A device for forming notching cuts at the ends of pocket openings in sewn material parts is known from Federal Republic of Germany Pat. No. 23 22 696. It includes two wedge shaped knives, each of which is movable to make a respective notching cut in the material. The wedge knife which is located closest to the place of sewing, i.e. to the sewing needles, is in drive connection with a lever transmission which moves that displaceable knife over the same distance as the advance of the sewn material, while the other wedge knife is stationary. The sewn material parts which are to be brought into the cutting position must move over a relatively large path in order that the starting point of the pocket opening seam then coincide with the stationary wedge knife which is arranged furthest away from the place of sewing. This known device has the disadvantage that the path to be moved over until the cutting position of the sewn material parts is reached is large enough that it increases the unproductive machine time. As a result, rational and hence profitable production of small size pocket openings cannot be achieved because the sewn material parts must travel over too long a path before arriving at the cutting position, where the notching cuts are made. Travel of those parts over a shorter distance would be preferred.

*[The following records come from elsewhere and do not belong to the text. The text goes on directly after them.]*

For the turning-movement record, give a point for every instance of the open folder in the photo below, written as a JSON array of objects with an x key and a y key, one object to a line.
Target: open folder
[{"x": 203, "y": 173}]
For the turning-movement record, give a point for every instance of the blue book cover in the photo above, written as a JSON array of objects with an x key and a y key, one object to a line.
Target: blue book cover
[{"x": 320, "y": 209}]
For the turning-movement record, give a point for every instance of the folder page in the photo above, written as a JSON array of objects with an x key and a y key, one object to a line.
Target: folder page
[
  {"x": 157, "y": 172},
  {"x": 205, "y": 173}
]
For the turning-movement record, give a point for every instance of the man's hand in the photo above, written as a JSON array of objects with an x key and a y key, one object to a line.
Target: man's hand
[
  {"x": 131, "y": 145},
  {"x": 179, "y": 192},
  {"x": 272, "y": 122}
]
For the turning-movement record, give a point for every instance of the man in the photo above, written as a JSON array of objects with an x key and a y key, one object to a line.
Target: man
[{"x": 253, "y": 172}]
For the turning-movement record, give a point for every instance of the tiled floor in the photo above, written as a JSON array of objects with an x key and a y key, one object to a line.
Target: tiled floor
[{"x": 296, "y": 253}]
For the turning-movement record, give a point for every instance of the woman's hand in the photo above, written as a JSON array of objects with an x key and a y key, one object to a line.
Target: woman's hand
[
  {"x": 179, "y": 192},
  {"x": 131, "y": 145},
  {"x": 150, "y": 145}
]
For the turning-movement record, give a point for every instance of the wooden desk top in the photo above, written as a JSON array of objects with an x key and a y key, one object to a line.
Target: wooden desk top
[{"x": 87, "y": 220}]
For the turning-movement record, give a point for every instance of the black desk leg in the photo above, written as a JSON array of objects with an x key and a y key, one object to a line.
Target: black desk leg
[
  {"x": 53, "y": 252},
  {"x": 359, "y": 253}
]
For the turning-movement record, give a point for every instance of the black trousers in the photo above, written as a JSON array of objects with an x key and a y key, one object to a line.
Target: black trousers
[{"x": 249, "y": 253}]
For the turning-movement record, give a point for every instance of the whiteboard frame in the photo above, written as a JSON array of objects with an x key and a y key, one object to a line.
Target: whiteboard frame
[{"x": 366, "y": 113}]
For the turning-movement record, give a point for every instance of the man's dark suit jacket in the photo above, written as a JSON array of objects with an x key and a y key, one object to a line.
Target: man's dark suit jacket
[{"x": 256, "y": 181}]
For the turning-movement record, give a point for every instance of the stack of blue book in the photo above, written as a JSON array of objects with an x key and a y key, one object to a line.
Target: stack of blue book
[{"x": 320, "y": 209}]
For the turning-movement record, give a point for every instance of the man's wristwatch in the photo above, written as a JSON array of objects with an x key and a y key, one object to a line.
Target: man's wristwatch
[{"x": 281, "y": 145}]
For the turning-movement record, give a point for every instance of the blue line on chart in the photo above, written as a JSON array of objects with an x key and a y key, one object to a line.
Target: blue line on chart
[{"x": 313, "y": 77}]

The invention has as its object providing an automatic pocket opening sewing machine which has a cutting device which permits rational and profitable operation even for the production of small pocket openings.

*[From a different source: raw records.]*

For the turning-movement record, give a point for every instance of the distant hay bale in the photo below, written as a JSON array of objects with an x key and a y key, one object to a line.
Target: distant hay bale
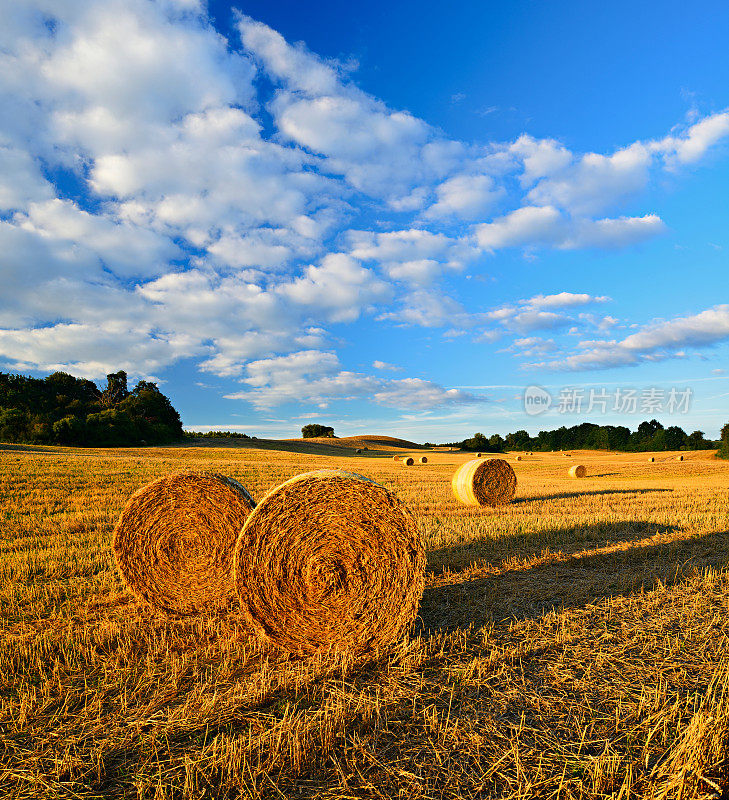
[
  {"x": 490, "y": 482},
  {"x": 329, "y": 560},
  {"x": 175, "y": 538}
]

The automatic pocket opening sewing machine having a cutting device for producing two notches at the ends of the pocket opening according to the invention includes in combination a sewing machine and a cutting device. The sewing machine comprises a sewing needle, and preferably two needles, and comprises means for operating the needle. It also comprises means for clamping to the sewn parts and then for advancing them past the sewing needle and to the cutting device.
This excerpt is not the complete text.